Hum Pathol. 2010 Oct;41(10):1495-9. doi: 10.1016/j.humpath.2010.03.008. Epub 2010 Jul 24.
We report a case of anaplastic sarcoma of the kidney (ASK) with cytogenetic findings. A 12-year-old Japanese girl presented with buttock pain and urinary incontinence. Radiological investigations revealed a right renal tumor with multiple distant metastases and multicystic thyroid tumor. She underwent radical right nephrectomy and subsequently received chemotherapy and radiation therapy. Histologically, the renal tumor demonstrated admixture of various types of mesenchymal elements: cellular spindle cells with anaplastic features, cartilage, and rhabdomyoblastic cells consistent with ASK. Chromosomal analysis revealed the karyotype of the tumor cells to be 46, XX, +8, -10, der (18) t (10; 18) (q21; p11.2). The thyroid tumor was removed later and diagnosed as adenomatous goiter. To our knowledge, this is the first case of ASK with chromosomal abnormality and may provide new insight into the molecular biologic basis of this rare renal tumor.

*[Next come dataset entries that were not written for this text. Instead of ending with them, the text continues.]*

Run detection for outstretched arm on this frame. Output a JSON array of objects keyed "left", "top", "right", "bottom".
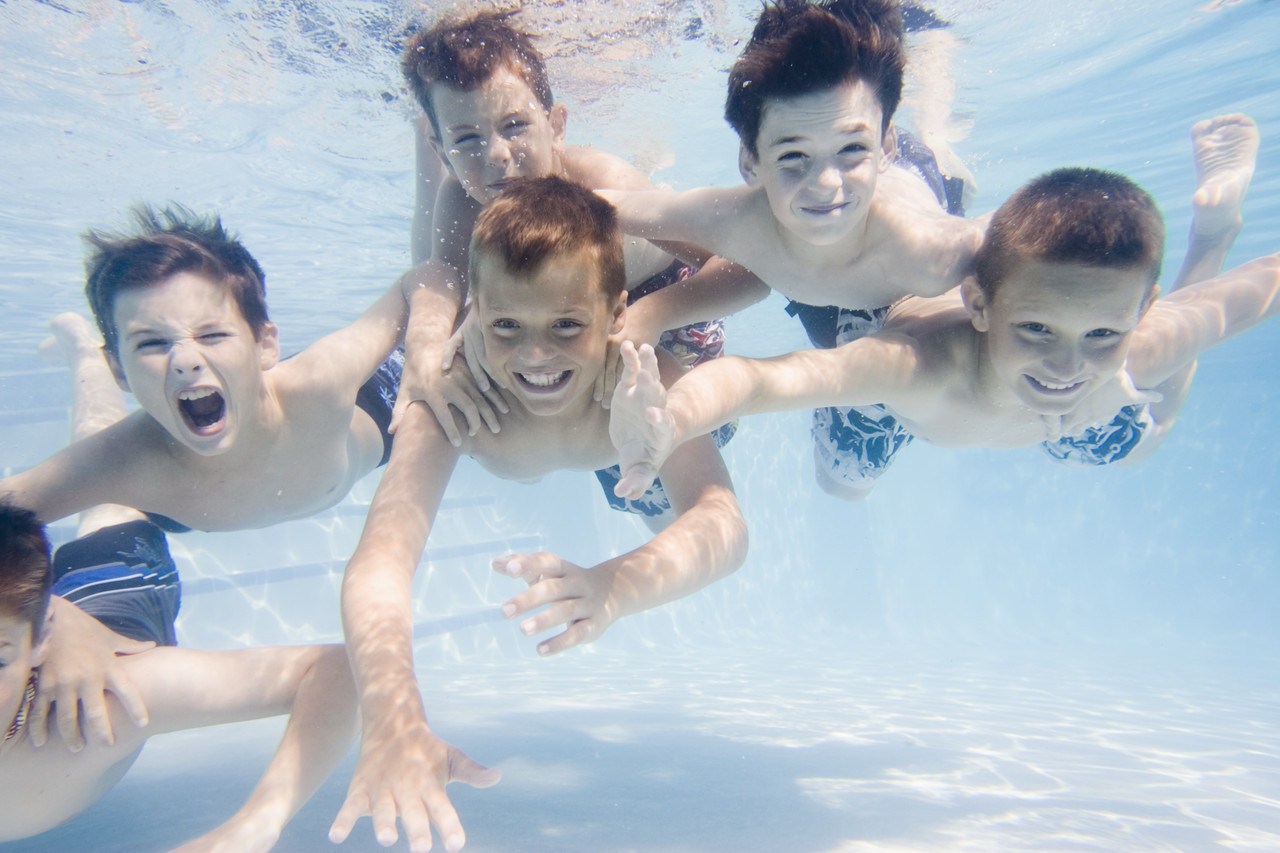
[
  {"left": 494, "top": 345, "right": 748, "bottom": 654},
  {"left": 1126, "top": 255, "right": 1280, "bottom": 388},
  {"left": 329, "top": 406, "right": 498, "bottom": 850},
  {"left": 609, "top": 334, "right": 919, "bottom": 498},
  {"left": 159, "top": 646, "right": 356, "bottom": 853}
]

我们报告一例伴有细胞遗传学发现的肾间叶性横纹肌肉瘤(ASK)病例。一名 12 岁日本女孩因臀部疼痛和尿失禁就诊。影像学检查显示右肾肿瘤伴多处远处转移和多房性甲状腺肿瘤。她接受了根治性右肾切除术,随后接受了化疗和放疗。组织学上,肾肿瘤显示出多种间充质成分的混合:具有间变特征的细胞性梭形细胞、软骨和横纹肌样细胞,符合 ASK。染色体分析显示肿瘤细胞的核型为 46,XX,+8,-10,der(18)t(10;18)(q21;p11.2)。甲状腺肿瘤后来被切除并诊断为腺瘤性甲状腺肿。据我们所知,这是首例伴有染色体异常的 ASK,可能为这种罕见肾肿瘤的分子生物学基础提供新的见解。